198394549 · on July 2, 2018

>This is not the case for most of the NoSQL databases where you'll pay for lack of certain features either by a) having to write a lot of code, or b) bad-to-crippling performance for use cases it wasn't meant to solve.

Can you give a common example of these? This article is referring to issues related to row vs column data stores, not sql vs nosql.

stickfigure · on July 2, 2018

Having implemented effectively the same customer-facing analytics problem in BQ, Keen, Mongo, and Postgres, I'll tell you specifically:

* Column stores like BQ and Keen don't let you efficiently slice and dice data by factors other than time. If you're slicing by customer or product, your queries become incredibly slow and expensive. You start writing hacky shit like figuring out when your customer's first sale was so you can narrow the time slightly, but that barely helps.

* MongoDB doesn't do joins. So you denormalize big chunks of your data, and now you have update problems because 1) you have to hunt all that down and 2) you don't have transactions that span collections. Also the aggregation language is tedious compared to SQL, requiring you to do most of the work of a query planner yourself.

* Some other person in this thread said MongoDB was faster than Postgres, but I found quite the opposite to be true. For the same real-world workload, basic aggregations on an index, we found Postgres to be much faster than Mongo. No idea what that other person is talking about.

lomnakkus · on July 5, 2018

Very well put... and this was the point I was making about "decent" performance. If you have super-special requirements (you don't), you'll probably discover it along the way to SUCCESS. If you don't any old SQL database will probably be more than sufficient AND it will be flexible enough to allow you to evolve your schema along the way.

198394549 · on July 2, 2018

What is this lack of flexibility you are speaking about? As in, actual specifics.

stickfigure · on July 2, 2018

I feel like this should be pretty obvious. I'm pretty sure there are students in a bootcamp somewhere learning "joins make it easy to construct complex queries; denormalization eliminates expensive joins but sacrifices flexibility and adds potential data inconsistency".

Real world example: Consider an Order table and a Visit table; conversion rates aggregate orders over visits. In Mongo you can denormalize some of the Visit data into Order, but what happens when you change the logic for computing conversion ratios? Or you want conversion ratios broken down by web browser, source tag, or any of the other data elements that live in Visit but you didn't denormalize ahead of time?

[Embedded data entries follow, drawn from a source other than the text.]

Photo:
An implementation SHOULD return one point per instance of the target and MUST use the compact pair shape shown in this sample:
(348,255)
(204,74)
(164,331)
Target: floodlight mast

198394549 · on July 2, 2018

>The problem is that at some point you end up wanting joins.

It can join with the $lookup function these days. Although it is only to a "non-sharded collection". I don't know why it can't join to a sharded collection when the join is on the same shard though.

There is also the option of using $in with a list of things you have pulled down in another query.

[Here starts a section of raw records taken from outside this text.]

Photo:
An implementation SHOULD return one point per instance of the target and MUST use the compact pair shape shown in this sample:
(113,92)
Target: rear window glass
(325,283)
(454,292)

Then there are client-side joins.

naranha · on July 2, 2018

> Then there are client-side joins.

AKA what you are doing when writing your SPAs with their own state management. Server-side joins rarely make sense in that context.

For reporting/analytics.. yes. But these can be delegated to external system/databases optimized for that task. With elasticsearch for example you get very far very quickly without the need to write any SQL joins.

dvlsg · on July 2, 2018

Would you suggest elasticsearch over sql for analytics like these? We're actually looking at a very similar situation, and I have a hard time believing aggregations in elasticsearch (especially when no full text indexes are required) are a better fit than sql. That could be my lack of experience with elastic though.

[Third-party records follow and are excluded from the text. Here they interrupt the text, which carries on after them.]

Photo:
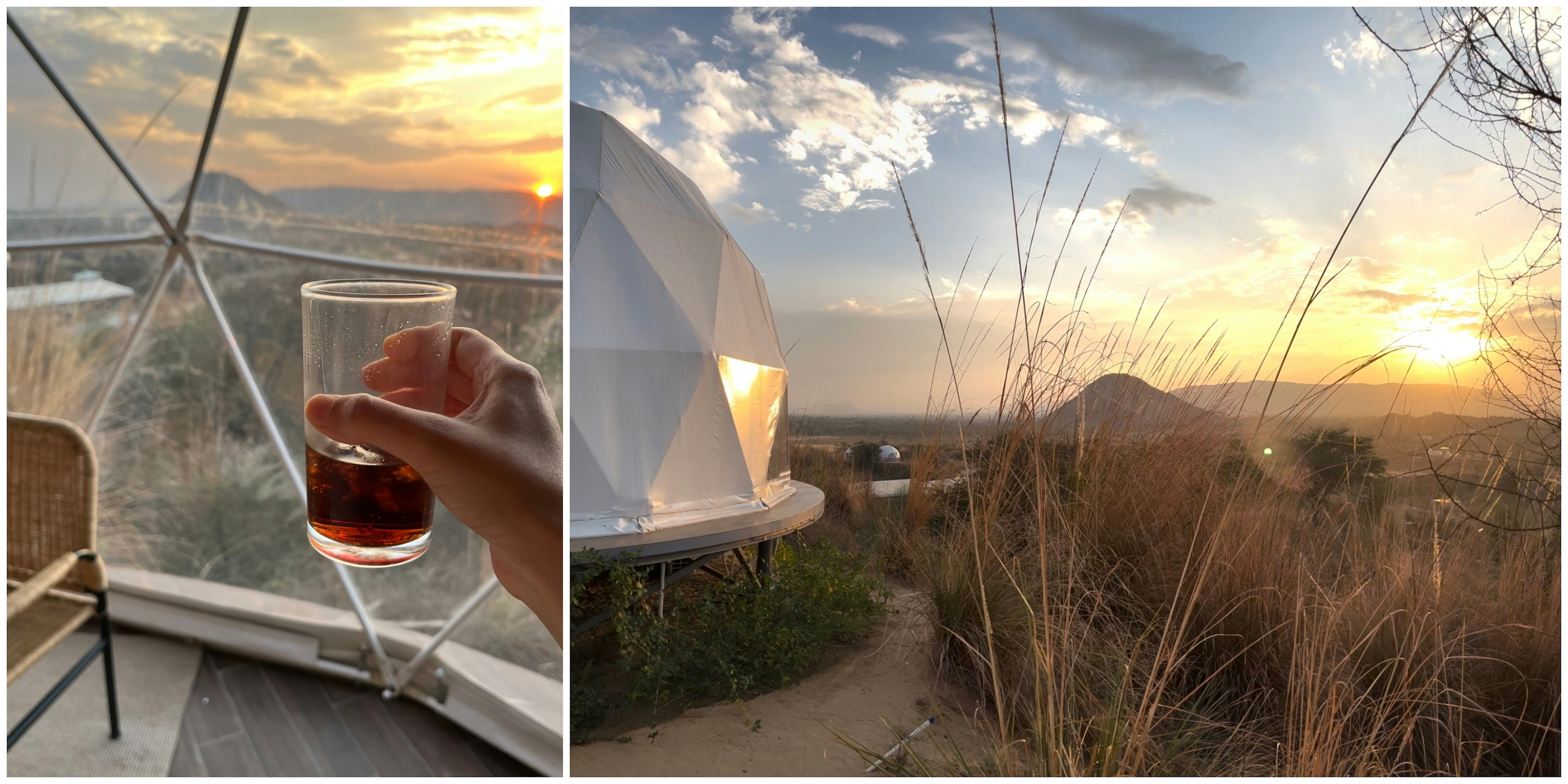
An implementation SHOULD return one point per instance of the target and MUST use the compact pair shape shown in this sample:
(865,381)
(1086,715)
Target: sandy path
(888,683)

198394549 · on July 2, 2018

Why is it basically shit? It appears to store and retrieve the data as per my instructions.

nickserv · on July 2, 2018

Except when it doesn't. We've had data corruption issues related to oplog, out of sync secondaries and excessive resource usage on the primary. As far as major problems. There were also a bunch of smaller problems but in fairness those were on the nodejs/mongoose side of things. Would not recommend.